To unsubscribe from this group and stop receiving emails from it, send an email to fluentd+u...@googlegroups.com.
For more options, visit https://groups.google.com/d/optout.



--
Check out Fluentd, the open source data collector for high-volume data streams

Masahiro Nakagawa

unread,
May 28, 2014, 4:24:10 PM5/28/14
to flu...@googlegroups.com
Hi,

> I am using the fluent version of ELK(EFK? FEK? whatever) with elasticsearch and kibana. 

Thanks! One user said EFK.

/var/log/td-agent/td-agent.log there is no indication of a failure. Catting the log shows nothing as well

This is strange. If the problem occurred excluding deadlock, logs should have error or exception messages... 

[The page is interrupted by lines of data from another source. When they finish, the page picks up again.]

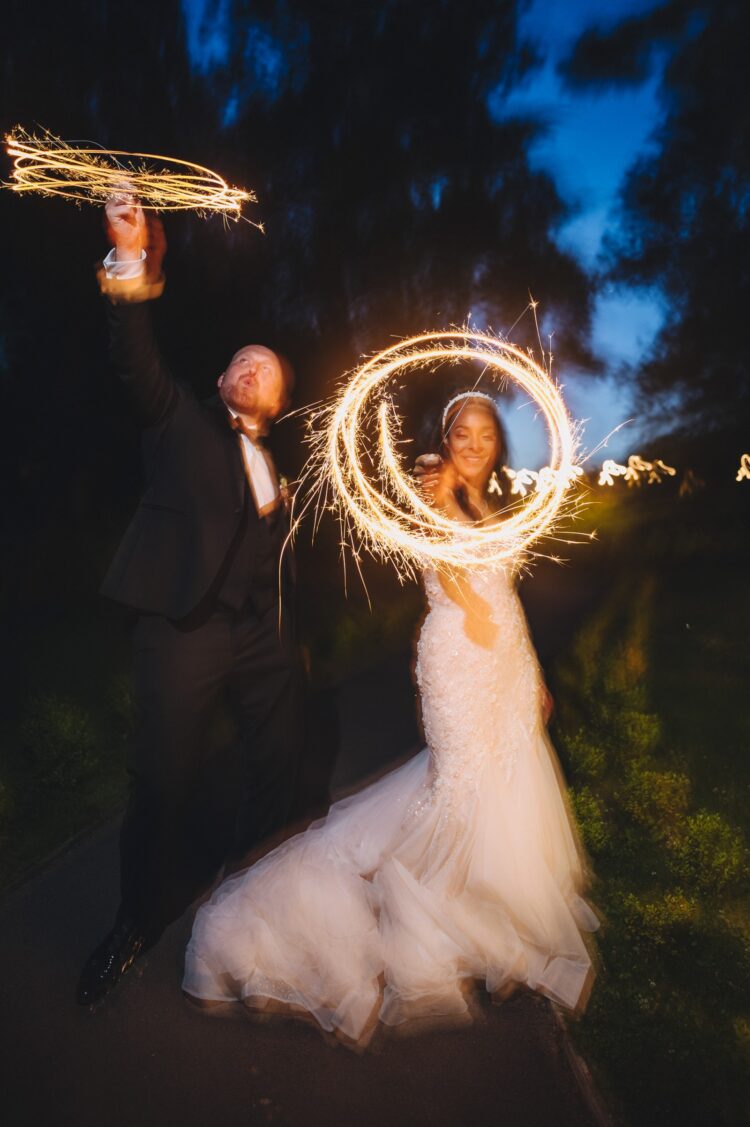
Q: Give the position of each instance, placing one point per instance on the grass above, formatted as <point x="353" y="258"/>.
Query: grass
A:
<point x="654" y="730"/>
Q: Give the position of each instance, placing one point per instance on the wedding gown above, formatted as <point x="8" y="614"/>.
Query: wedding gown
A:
<point x="461" y="863"/>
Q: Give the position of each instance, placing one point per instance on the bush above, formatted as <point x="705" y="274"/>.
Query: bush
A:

I want a trigger for if it goes into a state where its no longer inputing data in elasticsearch/kibana.

Hmm... I don't know the details of zabbix but I have one idea.
Fluentd has in_monitor_agent plugin which provides the API to get buffer status


So you can check buffer status for monitoring.
If buffer length keeps 0 within several intervals, monitoring script considers such state as an error.

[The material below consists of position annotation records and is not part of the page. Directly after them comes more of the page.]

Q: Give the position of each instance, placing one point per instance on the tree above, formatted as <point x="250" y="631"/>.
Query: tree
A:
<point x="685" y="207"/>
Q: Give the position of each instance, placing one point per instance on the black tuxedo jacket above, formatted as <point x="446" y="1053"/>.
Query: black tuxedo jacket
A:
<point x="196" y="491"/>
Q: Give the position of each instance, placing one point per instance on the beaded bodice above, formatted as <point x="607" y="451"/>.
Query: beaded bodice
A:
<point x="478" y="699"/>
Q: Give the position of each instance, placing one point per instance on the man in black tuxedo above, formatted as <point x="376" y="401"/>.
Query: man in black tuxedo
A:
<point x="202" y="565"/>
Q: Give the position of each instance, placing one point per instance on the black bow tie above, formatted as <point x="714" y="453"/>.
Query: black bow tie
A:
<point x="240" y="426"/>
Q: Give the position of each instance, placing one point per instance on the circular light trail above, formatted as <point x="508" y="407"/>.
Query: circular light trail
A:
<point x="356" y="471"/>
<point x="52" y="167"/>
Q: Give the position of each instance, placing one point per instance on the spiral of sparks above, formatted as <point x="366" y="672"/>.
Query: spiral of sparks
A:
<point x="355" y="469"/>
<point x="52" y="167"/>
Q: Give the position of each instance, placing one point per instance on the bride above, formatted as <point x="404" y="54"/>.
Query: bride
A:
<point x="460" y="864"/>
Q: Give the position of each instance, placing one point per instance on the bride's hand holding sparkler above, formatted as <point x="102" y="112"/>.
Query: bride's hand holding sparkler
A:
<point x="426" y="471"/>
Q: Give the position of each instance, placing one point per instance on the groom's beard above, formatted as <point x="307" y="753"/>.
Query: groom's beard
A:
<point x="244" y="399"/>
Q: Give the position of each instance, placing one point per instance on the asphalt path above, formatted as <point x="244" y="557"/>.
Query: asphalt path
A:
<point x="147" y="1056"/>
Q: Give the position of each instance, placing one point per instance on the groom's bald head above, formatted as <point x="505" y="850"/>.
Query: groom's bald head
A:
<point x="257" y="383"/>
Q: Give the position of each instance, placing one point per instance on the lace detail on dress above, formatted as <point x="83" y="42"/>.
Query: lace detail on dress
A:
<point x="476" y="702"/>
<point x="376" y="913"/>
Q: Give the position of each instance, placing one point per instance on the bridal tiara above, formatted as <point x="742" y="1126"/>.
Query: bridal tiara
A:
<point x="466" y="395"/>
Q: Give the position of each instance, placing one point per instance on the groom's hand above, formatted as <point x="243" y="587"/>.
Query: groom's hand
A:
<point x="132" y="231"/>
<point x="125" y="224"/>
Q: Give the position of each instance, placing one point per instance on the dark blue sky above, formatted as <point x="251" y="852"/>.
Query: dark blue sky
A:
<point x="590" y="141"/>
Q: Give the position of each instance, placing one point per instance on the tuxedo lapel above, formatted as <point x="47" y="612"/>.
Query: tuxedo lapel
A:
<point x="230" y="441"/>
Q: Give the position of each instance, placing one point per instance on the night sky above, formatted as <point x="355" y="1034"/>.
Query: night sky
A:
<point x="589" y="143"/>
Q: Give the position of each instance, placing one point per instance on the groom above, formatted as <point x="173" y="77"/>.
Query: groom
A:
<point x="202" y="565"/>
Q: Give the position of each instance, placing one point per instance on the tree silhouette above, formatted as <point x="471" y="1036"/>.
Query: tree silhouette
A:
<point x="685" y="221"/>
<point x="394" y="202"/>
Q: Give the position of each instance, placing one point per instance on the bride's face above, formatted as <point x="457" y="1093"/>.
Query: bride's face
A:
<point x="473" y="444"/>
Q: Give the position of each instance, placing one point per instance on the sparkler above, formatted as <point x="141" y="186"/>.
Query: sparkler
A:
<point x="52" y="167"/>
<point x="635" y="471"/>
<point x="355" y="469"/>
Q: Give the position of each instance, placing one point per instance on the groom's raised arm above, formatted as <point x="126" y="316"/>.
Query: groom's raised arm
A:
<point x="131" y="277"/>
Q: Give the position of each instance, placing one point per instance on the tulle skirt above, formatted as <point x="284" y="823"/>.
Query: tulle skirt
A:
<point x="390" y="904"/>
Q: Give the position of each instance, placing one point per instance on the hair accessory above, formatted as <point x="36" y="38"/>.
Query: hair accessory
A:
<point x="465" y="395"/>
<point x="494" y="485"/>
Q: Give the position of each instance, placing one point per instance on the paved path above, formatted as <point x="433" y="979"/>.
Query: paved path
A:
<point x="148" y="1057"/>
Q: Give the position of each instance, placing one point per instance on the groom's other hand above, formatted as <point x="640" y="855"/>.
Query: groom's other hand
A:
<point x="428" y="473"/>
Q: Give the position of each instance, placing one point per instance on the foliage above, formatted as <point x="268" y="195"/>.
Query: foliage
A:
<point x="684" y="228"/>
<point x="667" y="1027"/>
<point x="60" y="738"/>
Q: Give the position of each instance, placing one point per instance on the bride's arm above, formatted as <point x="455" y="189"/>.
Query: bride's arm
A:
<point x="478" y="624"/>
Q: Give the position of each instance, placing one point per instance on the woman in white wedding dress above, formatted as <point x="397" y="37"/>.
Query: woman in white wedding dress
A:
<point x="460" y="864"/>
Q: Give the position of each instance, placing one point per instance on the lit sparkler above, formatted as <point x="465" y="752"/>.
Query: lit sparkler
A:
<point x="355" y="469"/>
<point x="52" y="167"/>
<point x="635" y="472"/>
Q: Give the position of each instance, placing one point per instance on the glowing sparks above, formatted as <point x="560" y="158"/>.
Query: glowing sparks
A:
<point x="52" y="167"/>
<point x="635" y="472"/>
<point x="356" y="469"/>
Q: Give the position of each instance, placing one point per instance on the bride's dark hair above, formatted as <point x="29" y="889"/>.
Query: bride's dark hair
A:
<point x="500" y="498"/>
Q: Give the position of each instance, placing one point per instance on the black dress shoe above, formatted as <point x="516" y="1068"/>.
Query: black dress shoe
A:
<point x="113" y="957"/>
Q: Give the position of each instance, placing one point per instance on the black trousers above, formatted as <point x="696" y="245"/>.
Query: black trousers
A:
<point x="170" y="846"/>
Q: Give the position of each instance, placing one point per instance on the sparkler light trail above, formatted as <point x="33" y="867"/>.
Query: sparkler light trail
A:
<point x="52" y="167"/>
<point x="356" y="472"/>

BTW, If you want to send Fluentd's error message to another system, please check this article:

YAMANO Yuji

unread,
May 28, 2014, 10:30:17 PM5/28/14
to flu...@googlegroups.com, vaid....@gmail.com
On Wed, 28 May 2014 10:28:19 -0700 (PDT), Kellan Strong <vaid....@gmail.com> wrote:

> Recently I have come to an issue when td-agent goes into a defunct state on
> kibana but when doing a tail -f /var/log/td-agent/td-agent.log there is no
> indication of a failure. Catting the log shows nothing as well. However
> when I browse Kibana there is a stoppage of input. Restarting the agent
> fixes it but I'd really like some insight on what might have caused it and
> if anyone is monitoring td-agent in zabbix.

Thread dump might help you to figure out what't happening.
See https://github.com/frsyuki/sigdump for more details.

--
YAMANO Yuji
OGIS-RI

YAMANO Yuji

unread,
May 28, 2014, 11:02:12 PM5/28/14
to flu...@googlegroups.com
I'm wondering how you guys monitor td-agent.

Monitoring both status from the monitor agent and td-agent.log?
What's kind of tools you use? Treasure Agent Monitoring Service?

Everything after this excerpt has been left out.